Di tutte le aziende.
Si comincerà con un bacino di utenza allargato: ma non dobbiamo stupirci.
La CSR è entrata dalla porta grande per coloro che fanno impresa.
Sempre più intensamente il Bilancio d’Impresa avrà contenuti precisi di natura nuova che faranno capo alla sostenibilità.

E’ un fatto culturale e pratico.
Come è possibile infatti programmare il New Generation EU, che vede ampi spazi dedicati alla innovazione senza considerare le trasformazioni e le innovazioni nell’ambiente, nel clima, nel governo del sistema, nella introduzione della tecnologia digitale ed altro, senza pensare ai protagonisti di questa nuova avventura?
Come fare un budget e un Bilancio prescindendo dagli standard di rendicontazione che contengono indicazioni pratiche sia sulla contabilità semplificata sia sulla sostenibilità applicata?

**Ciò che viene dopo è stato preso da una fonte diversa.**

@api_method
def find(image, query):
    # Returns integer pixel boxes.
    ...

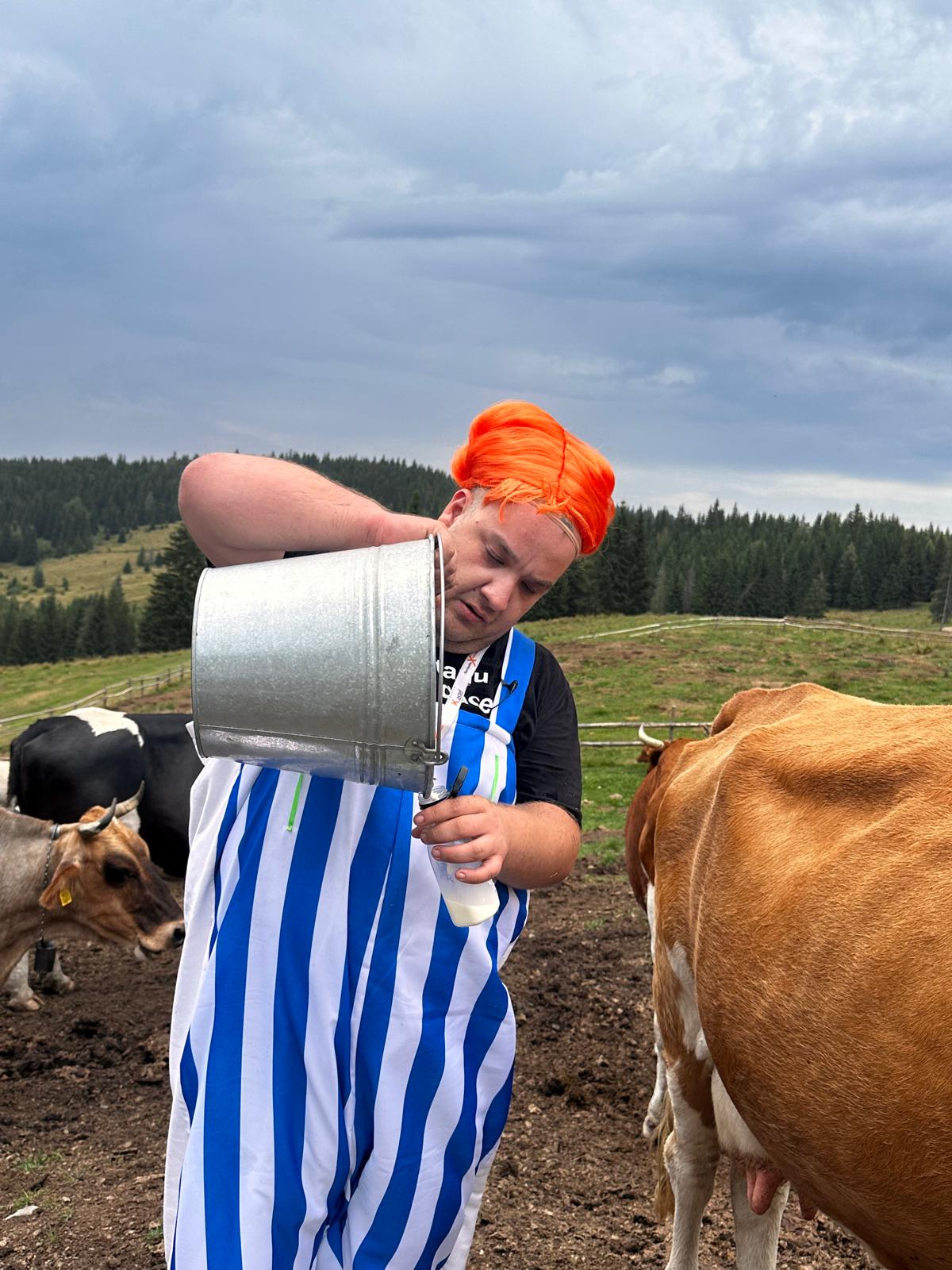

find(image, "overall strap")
[497,627,536,735]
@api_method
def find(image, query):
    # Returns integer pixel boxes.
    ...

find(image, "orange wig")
[449,402,614,555]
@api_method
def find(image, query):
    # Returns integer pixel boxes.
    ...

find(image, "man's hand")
[413,794,509,884]
[413,794,579,891]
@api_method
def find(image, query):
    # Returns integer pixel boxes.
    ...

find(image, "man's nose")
[480,574,516,614]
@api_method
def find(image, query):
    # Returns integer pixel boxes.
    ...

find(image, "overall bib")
[165,631,536,1270]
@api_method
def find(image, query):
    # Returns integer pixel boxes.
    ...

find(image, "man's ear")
[436,489,472,529]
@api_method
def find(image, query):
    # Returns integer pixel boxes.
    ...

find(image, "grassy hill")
[0,649,192,757]
[0,525,175,606]
[0,606,952,859]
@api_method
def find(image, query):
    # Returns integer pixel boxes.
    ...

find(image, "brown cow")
[651,684,952,1270]
[0,799,184,983]
[624,729,690,1138]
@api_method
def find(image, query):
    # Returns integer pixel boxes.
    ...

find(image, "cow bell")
[33,940,56,974]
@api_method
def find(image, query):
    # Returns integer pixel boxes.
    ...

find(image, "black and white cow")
[0,706,202,1010]
[8,706,202,878]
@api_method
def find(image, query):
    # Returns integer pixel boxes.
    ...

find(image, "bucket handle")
[404,533,449,798]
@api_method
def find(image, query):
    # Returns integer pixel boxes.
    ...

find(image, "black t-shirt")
[284,551,582,824]
[443,635,582,824]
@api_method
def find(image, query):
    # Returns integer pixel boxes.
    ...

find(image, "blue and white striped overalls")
[165,631,536,1270]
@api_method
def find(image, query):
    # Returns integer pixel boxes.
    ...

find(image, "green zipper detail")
[288,772,305,833]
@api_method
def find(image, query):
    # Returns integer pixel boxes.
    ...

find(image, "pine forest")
[0,453,952,664]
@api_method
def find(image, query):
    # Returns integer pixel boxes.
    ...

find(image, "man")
[165,402,614,1270]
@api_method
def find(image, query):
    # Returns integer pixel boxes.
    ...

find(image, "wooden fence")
[0,662,192,733]
[579,711,711,749]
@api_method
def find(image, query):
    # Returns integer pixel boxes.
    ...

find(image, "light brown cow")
[624,729,690,1138]
[643,684,952,1270]
[0,800,184,983]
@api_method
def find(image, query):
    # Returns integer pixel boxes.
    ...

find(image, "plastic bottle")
[420,768,499,926]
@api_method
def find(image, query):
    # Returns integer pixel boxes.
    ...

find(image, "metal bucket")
[192,537,446,795]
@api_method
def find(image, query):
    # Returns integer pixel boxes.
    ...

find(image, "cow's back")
[10,715,144,822]
[129,714,202,878]
[655,686,952,1266]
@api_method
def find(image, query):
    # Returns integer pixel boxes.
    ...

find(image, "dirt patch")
[0,861,865,1270]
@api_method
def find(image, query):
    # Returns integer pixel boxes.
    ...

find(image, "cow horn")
[76,799,116,838]
[116,781,146,818]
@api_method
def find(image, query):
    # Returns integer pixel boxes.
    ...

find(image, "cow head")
[40,789,186,954]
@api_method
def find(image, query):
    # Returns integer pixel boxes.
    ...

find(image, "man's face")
[440,489,575,652]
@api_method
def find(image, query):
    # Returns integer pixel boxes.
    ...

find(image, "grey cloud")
[0,0,952,515]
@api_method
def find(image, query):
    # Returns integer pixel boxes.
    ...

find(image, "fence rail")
[579,716,711,749]
[0,662,192,728]
[575,614,952,641]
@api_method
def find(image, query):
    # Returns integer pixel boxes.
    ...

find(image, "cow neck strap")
[36,824,61,948]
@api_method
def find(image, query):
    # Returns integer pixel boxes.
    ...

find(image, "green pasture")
[0,525,174,606]
[0,606,952,860]
[0,649,190,754]
[524,606,952,860]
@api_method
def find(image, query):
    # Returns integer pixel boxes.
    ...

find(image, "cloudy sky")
[0,0,952,525]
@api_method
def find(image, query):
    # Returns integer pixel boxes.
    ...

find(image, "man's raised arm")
[179,453,459,565]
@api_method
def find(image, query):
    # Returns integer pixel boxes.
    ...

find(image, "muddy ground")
[0,861,866,1270]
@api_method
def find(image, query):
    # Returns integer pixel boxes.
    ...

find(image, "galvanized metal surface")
[192,538,442,792]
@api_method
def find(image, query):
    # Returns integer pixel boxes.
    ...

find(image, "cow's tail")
[649,1090,674,1222]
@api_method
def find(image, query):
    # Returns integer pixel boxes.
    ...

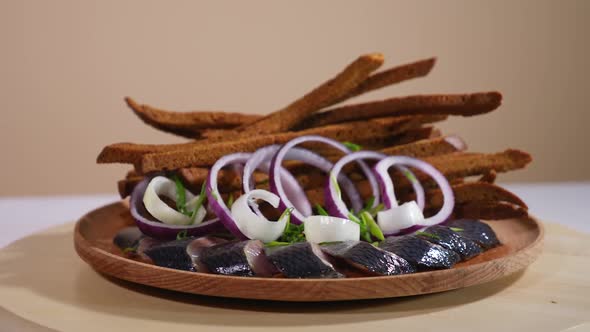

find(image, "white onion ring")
[143,176,207,226]
[242,145,312,216]
[303,216,361,243]
[231,189,289,242]
[269,135,379,223]
[375,156,455,231]
[205,153,252,239]
[325,151,425,218]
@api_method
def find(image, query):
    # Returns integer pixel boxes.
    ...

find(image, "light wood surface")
[74,202,543,301]
[0,219,590,332]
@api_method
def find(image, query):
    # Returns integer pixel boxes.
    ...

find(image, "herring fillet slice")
[379,235,461,271]
[320,241,416,275]
[267,242,344,278]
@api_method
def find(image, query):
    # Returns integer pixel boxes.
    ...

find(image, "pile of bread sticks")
[97,53,532,219]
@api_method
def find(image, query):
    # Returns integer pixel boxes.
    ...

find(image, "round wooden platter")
[74,202,543,301]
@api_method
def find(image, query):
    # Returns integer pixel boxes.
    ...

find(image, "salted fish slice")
[416,225,483,260]
[200,240,276,277]
[267,242,344,278]
[144,238,195,271]
[446,219,500,250]
[320,241,416,275]
[379,235,461,270]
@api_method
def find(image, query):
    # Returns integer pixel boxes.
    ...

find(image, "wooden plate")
[74,202,543,301]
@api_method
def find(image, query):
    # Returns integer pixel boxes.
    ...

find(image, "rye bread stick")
[301,127,441,157]
[337,58,436,102]
[312,149,532,197]
[97,116,445,173]
[125,97,261,138]
[408,182,528,209]
[478,170,498,183]
[453,201,528,220]
[97,117,412,164]
[379,135,467,158]
[136,117,443,174]
[302,92,502,128]
[238,53,383,137]
[147,150,530,201]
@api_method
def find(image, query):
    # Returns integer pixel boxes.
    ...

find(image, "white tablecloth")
[0,182,590,247]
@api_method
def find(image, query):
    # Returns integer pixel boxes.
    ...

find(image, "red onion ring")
[269,135,379,224]
[325,151,425,218]
[375,156,455,231]
[129,178,221,240]
[242,145,312,216]
[205,153,252,239]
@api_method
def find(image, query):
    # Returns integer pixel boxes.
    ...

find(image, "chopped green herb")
[318,241,342,246]
[264,241,291,248]
[363,196,375,211]
[315,204,329,216]
[173,174,191,217]
[348,211,361,225]
[367,203,385,217]
[123,247,137,254]
[403,169,418,182]
[258,178,270,185]
[330,175,342,199]
[278,208,305,244]
[190,182,207,225]
[227,193,234,209]
[342,142,363,152]
[176,229,188,240]
[279,207,295,223]
[416,231,440,240]
[361,211,385,242]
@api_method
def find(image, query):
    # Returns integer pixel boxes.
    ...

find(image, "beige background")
[0,0,590,196]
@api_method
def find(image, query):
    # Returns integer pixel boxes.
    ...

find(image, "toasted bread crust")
[238,53,383,137]
[338,58,436,102]
[453,201,528,220]
[125,97,261,138]
[97,116,444,174]
[301,91,502,127]
[403,182,528,209]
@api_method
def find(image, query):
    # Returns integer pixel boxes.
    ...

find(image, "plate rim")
[73,200,545,302]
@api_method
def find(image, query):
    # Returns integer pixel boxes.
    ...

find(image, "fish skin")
[200,240,258,277]
[144,238,195,271]
[186,235,228,273]
[113,226,144,250]
[445,219,500,250]
[379,235,461,270]
[320,241,416,275]
[416,225,483,260]
[267,242,344,278]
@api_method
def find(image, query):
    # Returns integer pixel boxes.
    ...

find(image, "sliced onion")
[231,189,289,242]
[269,135,379,223]
[205,152,252,239]
[325,151,425,218]
[375,156,455,232]
[303,216,361,243]
[143,176,207,225]
[377,201,424,234]
[129,178,221,240]
[242,145,312,216]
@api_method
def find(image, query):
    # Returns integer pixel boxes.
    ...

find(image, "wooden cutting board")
[0,219,590,332]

Il report 1 di EFRAG che esaminiamo per sommi capi propone una tabella di marcia per lo sviluppo di una serie completa di standard di rendicontazione della sostenibilità secondo l’UE; il report 2 propone riforme di struttura di Governance per garantire che i futuri standard europei siano sviluppati utilizzando processi inclusivi e rigorosi.

Questi accenni ci ripropongono il tema della comparabilità: saranno pronte le nuove regole sulla tassonomia per fornire a imprese ed investitori – nel caso della finanza sostenibile – un linguaggio comune per individuare quali attività e investimenti possono essere definiti sostenibili.
La classificazione sarà un risultato necessario e sorprendente ed attraverso le nuove regole di semplificazione e di chiarezza si potrà intendere chi opera in modo sostenibile e come.
La DNF del 2015 ha tracciato una strada che a guardar bene è risultato un test vincente: la sostenibilità ha preso vigore e ha influito sul processo produttivo fino alla comunicazione.
Occorre che questa dimensione culturale e pratica si dilati e diventi un contenuto in più: spesso già presente, ma mai evidenziato in modo da diventare un plus per crescere.

Le cose proposte oggi dalla Commissione Europea paiono lontane.
Una parte decisamente grande di imprese in Italia e all’estero sono boccheggianti per la crisi pandemica. Parlare di nuovi report e di bilanci quando sono assenti le risorse economiche pare uno scherzo di cattivo gusto.
C’è uno iato tra il prepararsi a costruire cose nuove e la realtà.
La saccoccia vuota non dà suggerimenti e grida solo aiuto.
La stessa saccoccia non può non pensare al domani, al dopodomani.

L’uscita dal tunnel ci sarà, non è mai accaduto e non accadrà mai che l’umanità, pur depressa e sfinita, non abbia trovato energie e risorse diverse per ricostruire. Lo dice la storia.
In quel momento l’augurio di tutti è trovare una Europa più attiva e seria che offra impulsi veri di ripresa. Un po’ diversa da quella attuale.
Le regole devono esserci. Buona cosa la semplificazione. Buona l’attenzione alla vita sociale, all’ambiente, alla inclusione. Buona cosa infine evitare l’autoreferenzialità che spesso si vede a proposito della sostenibilità.
Anche questo è un aiuto. Uno sguardo al presente che fa intravedere il futuro.